In order to complete this tutorial series you will need:

  • One or more sufficiently powered servers
  • An SSH key pair
  • Your SSH key on your remote server
  • Docker installed on your local machine
  • Ansible - we will be using Docker to run Ansible
  • Patience and / or persistence :)

I will be using Ubuntu as my target server.

At present, Rancher 2 requires Docker 17.03.2 which isn't straightforward to install on Ubuntu 18.04 LTS. Therefore, I will be using Ubuntu 16.04 LTS for simplicity. This requirement may have changed by the time you follow this tutorial.

I will be using Digital Ocean for this tutorial. Digital Ocean, as with many other cloud providers, offer their own Kubernetes service. If you're happy with this then you don't need Rancher.

I'm suggesting you use Digital Ocean as they offer a $100 in account credit when you first sign up. This is more than enough to run multiple sufficiently sized droplets (think: 4gb+) whilst completing this tutorial. Digital Ocean make it super easy to add your public SSH key on to your remote / cloud server. Full disclosure: this is an affiliate link. You are free to use any cloud provider, or any other server provider that you like.

In the real world I use Hetzner for my servers. For the same price as a cloud provider VPS you will get a vastly more powerful server, but you will need to manage everything yourself. As ever, consider the trade offs and use your own judgement.

Lastly, before starting be aware that I consider this as an "intermediate" tutorial (i.e. it is not aimed at beginners) and a working knowledge of Docker is assumed. We will not be covering the ins-and-outs of every command.

Are we all ready?

Then let's goooooooo!

Ansible in Docker

We will be using Docker to run Ansible. This has the advantage that you do not need to install and maintain Ansible and its dependencies on your local machine.

However, if you use SSH keys that require a pass-phrase, this process will not work. At least, it will not work easily and I do not have a solution. Therefore if your SSH key requires a pass-phrase, you will need to install Ansible on a machine and run the commands outside of Docker.

If you have been following along with CodeReviewVideos for any length of time, you'll know I'm all about making use of existing solutions rather than reinventing the wheel. In other words, I will be making use of an existing Ansible Docker image, rather than rolling my own.

With this is mind, we will be using [William-Yeh/docker-ansible][2] as our starting point. This is clearly not an official image from Ansible themselves. Unfortunately at the time of writing, Ansible have deprecated their Docker image. I'm unsure why.
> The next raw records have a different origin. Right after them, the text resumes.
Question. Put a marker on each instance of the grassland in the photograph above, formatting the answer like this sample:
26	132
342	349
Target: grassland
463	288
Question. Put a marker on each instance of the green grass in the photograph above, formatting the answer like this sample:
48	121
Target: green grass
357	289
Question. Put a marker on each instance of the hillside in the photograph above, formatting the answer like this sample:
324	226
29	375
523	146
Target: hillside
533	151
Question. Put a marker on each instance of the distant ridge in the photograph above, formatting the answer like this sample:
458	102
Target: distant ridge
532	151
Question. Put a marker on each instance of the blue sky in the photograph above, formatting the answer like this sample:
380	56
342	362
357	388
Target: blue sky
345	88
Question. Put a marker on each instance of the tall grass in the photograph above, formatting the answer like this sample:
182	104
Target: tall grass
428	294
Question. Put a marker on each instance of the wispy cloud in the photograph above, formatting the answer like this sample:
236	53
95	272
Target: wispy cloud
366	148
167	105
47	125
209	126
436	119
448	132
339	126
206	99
A quick test to ensure this 'works':

docker run --rm williamyeh/ansible:alpine3

Unable to find image 'williamyeh/ansible:alpine3' locally
alpine3: Pulling from williamyeh/ansible
4fe2ade4980c: Pull complete
7ed25876fe73: Pull complete
Digest: sha256:8072eb5536523728d4e4adc5e75af314c5dc3989e3160ec4f347fc0155175ddf
Status: Downloaded newer image for williamyeh/ansible:alpine3
ansible-playbook 2.7.2
  config file = None
  configured module search path = [u'/root/.ansible/plugins/modules', u'/usr/share/ansible/plugins/modules']
  ansible python module location = /usr/lib/python2.7/site-packages/ansible
  executable location = /usr/bin/ansible-playbook
  python version = 2.7.15 (default, Aug 16 2018, 14:17:09) [GCC 6.4.0]

Seems good.

Now would be a great time to ensure you can connect to your installation target - the server you want to provision / manage with Ansible:

➜  ~ ssh root@6.10.118.222

The authenticity of host '6.10.118.222 (6.10.118.222)' can't be established.
ECDSA key fingerprint is SHA256:XcfbNEw6zhqSZYDdaeTGfIQFgyP09Cp2Q8+SW+gnn1U.
Are you sure you want to continue connecting (yes/no)? yes
Warning: Permanently added '6.10.118.222' (ECDSA) to the list of known hosts.
Welcome to Ubuntu 16.04.5 LTS (GNU/Linux 4.15.0-38-generic x86_64)

 * Documentation:  https://help.ubuntu.com
 * Management:     https://landscape.canonical.com
 * Support:        https://ubuntu.com/advantage

root@Ubuntu-1604-xenial-64-minimal ~ #

Notice that I didn't need to provide a password, nor an SSH pass-phrase. This is because we provisioned our servers in the previous two videos, and added our local user's SSH key to the authorized_keys file of the VPS's root user.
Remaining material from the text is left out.